Cause Leading To The Event
Core Scientific, a cryptocurrency mining platform, had stated its desire to evade payments to BlockFi due to equipment funding and promissory notes. This plan was announced alongside a statement of filing from the Securities and Exchange Commission, which would provide the foundation for a complete restructure of the mining platform.
The filing took a heavy toll on BlockFi, causing its stock to plummet by as much as 77%. This severe decrease has the potential to wipe out all shares and values associated with this company. The future impact of this filing is also clear, as the company could go bankrupt and investors could lose all of their assets.
BlockFi granted a loan to this mining platform to help them support their operations, and also active in the use of assets as collateral to back up loan requests. In the event that the borrower is unable to repay the loan, the collateral is withheld and utilized to make up for the loan.
The Problem With Lending To Miners
In the case of mining, it has a negative impact on creditors (lenders); most miners save the revenues from bitcoin mining and use them to pay for ASIC servers to improve their mining activity.
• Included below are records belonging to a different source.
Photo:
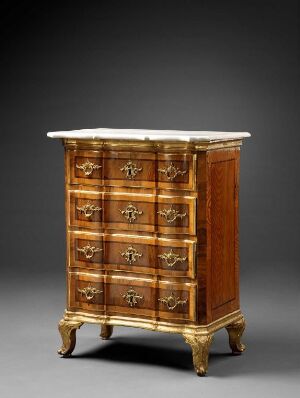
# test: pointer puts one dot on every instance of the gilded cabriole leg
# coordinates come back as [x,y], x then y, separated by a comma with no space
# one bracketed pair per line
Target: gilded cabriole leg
[200,348]
[67,331]
[106,331]
[235,331]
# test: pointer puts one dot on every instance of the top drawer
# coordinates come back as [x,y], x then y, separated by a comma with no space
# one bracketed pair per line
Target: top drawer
[131,169]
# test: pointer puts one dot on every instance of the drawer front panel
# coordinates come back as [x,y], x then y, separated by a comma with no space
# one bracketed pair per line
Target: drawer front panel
[85,167]
[129,169]
[176,171]
[86,292]
[164,214]
[170,257]
[133,296]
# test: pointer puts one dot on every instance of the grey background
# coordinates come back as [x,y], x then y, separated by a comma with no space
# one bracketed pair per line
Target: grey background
[205,65]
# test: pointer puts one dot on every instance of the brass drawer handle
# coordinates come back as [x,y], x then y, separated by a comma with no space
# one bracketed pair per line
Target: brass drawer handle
[171,172]
[172,301]
[89,250]
[88,209]
[171,215]
[131,212]
[89,292]
[131,297]
[88,167]
[131,170]
[131,254]
[171,258]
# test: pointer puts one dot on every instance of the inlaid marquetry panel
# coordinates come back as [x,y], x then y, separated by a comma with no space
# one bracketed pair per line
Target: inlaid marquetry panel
[170,257]
[86,292]
[132,296]
[134,212]
[131,169]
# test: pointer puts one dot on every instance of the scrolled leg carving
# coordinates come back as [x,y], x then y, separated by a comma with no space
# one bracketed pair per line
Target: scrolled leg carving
[200,348]
[106,331]
[67,330]
[235,331]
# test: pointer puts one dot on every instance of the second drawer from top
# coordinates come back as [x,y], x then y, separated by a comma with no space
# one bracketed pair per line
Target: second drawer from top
[132,212]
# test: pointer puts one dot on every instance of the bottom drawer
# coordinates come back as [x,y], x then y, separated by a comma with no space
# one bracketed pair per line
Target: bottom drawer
[118,295]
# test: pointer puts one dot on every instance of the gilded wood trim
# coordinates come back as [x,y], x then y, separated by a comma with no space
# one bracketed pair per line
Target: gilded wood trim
[152,146]
[155,325]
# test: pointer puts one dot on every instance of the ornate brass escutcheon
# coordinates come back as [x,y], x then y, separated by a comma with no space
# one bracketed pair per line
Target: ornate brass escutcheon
[89,292]
[171,214]
[131,297]
[172,301]
[131,170]
[89,250]
[88,209]
[130,213]
[131,254]
[88,167]
[171,172]
[171,258]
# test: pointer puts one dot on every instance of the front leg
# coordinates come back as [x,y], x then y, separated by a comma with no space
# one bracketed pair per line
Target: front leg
[235,331]
[67,331]
[106,331]
[200,347]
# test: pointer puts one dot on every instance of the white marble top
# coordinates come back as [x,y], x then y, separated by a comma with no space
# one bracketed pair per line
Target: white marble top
[151,135]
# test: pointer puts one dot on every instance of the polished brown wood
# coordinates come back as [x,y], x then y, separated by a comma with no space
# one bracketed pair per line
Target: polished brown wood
[110,293]
[113,168]
[161,256]
[110,211]
[152,239]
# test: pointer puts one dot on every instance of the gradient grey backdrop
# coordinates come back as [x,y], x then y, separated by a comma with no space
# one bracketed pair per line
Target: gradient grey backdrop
[227,65]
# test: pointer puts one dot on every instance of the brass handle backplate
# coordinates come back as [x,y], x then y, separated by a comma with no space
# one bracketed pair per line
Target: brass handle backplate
[131,170]
[89,292]
[131,297]
[131,212]
[131,254]
[88,209]
[171,172]
[171,258]
[172,301]
[171,214]
[89,250]
[88,167]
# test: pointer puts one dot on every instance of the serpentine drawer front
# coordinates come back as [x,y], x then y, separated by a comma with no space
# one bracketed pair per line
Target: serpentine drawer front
[98,251]
[132,296]
[131,169]
[152,234]
[138,212]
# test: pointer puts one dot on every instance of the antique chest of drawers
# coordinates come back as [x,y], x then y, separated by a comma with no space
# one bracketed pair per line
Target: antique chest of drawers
[152,234]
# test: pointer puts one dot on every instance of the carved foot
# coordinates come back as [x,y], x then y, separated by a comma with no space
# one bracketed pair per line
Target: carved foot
[106,331]
[67,331]
[200,347]
[235,331]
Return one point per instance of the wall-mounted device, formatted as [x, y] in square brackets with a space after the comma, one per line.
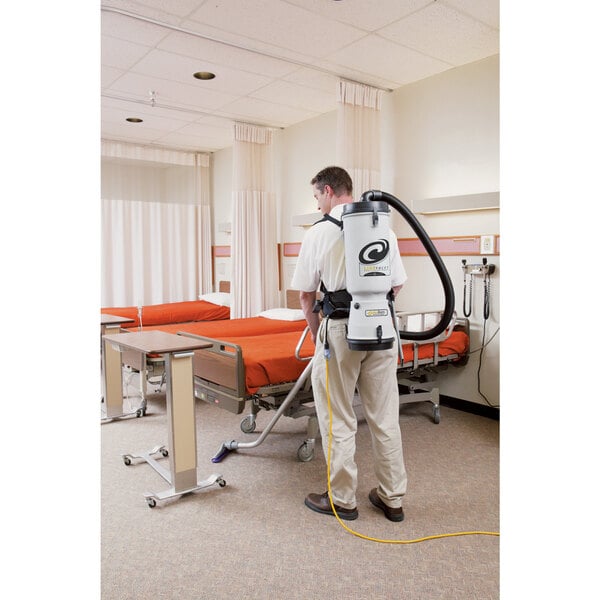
[470, 270]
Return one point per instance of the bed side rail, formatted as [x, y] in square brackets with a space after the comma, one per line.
[422, 321]
[219, 373]
[300, 344]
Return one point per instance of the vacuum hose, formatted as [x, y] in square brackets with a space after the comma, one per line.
[376, 195]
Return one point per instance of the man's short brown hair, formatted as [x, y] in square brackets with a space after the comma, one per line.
[336, 178]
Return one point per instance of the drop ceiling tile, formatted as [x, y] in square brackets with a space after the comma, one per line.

This leaves crypto lending firms with unpaid debt, forcing them to sue and take harsh measures in relation to the collateral submitted during the borrowing process.
In an interview with Proton, BlockFi’s Chief Risk Officer, Yuri Mishkin, stated that the company conducts several lending businesses in the crypto space, with mining loans accounting for a small portion of the company’s earnings. Mining loans have their collateral assigned to be mining equipment and similar measures are taken to ensure cooperation between lenders and borrowers within the organization.
A recent case had a corporation downgrading BlockFi’s investment status. This company, a Private Shares Fund, alleged that BlockFi’s E warrant series was of no worth. A warrant is a signed contract between two firms that allows each company to purchase stocks at a predetermined and agreed-upon date and time. According to a report, Private Shares Fund protested about the decline in the value of BlockFi’s shares, which lowered the company’s overall rating.